Dobb·E
About Dobb·E
Dobb·E is a revolutionary open-source framework designed to teach robots household tasks through imitation learning. By utilizing a unique tool called the Stick, users can quickly demonstrate tasks, allowing Dobb·E to learn and adapt, achieving a high success rate in varied home environments.
Dobb·E offers free access to its open-source framework with no subscription fees. Users benefit from the availability of the dataset, models, and hardware designs, ensuring they can fully utilize Dobb·E's capabilities without any financial barriers while fostering innovation in home robotics research.

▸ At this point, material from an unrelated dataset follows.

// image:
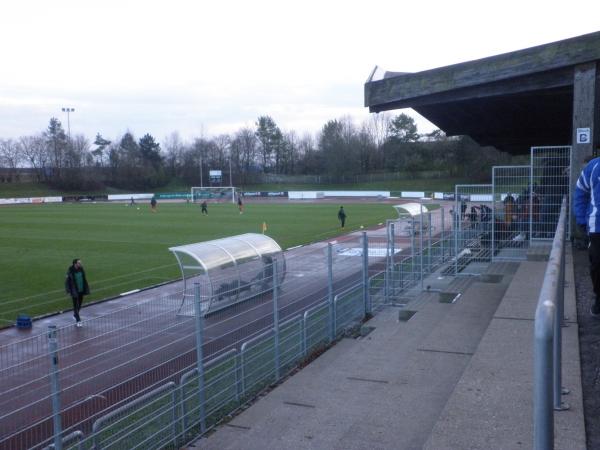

The Dobb·E user interface is designed for simplicity and ease of use. Its intuitive layout ensures that users can swiftly navigate through features, view videos, access documentation, and interact with the demonstration tool. Such design enhances the overall experience, making robotics accessible to many.
How Dobb·E works
Users start by downloading Dobb·E's framework and hardware designs. After onboarding, they use the Stick to demonstrate tasks for the robot to learn. Dobb·E collects this data and processes it to develop robust home manipulation skills, allowing the robot to execute tasks efficiently within minutes.
Key Features for Dobb·E
Imitation Learning
Dobb·E's imitation learning feature enables robots to quickly grasp household tasks by observing live demonstrations. This innovative approach simplifies robot training, allowing users to achieve high success rates with minimal effort, ultimately enhancing home automation capabilities seamlessly.
Homes of New York Dataset
The Homes of New York (HoNY) dataset is a unique collection of 13 hours of interaction data obtained across 22 homes. This extensive dataset empowers Dobb·E, providing a rich resource for training robots in various domestic environments, ensuring well-rounded learning experiences.
Home Pretrained Representations (HPR)
Home Pretrained Representations (HPR) is a groundbreaking model that uses the HoNY dataset for pre-training. This model equips robots to adapt quickly to unfamiliar tasks, significantly reducing the time required for them to learn and perform efficiently in new environments, maximizing user convenience.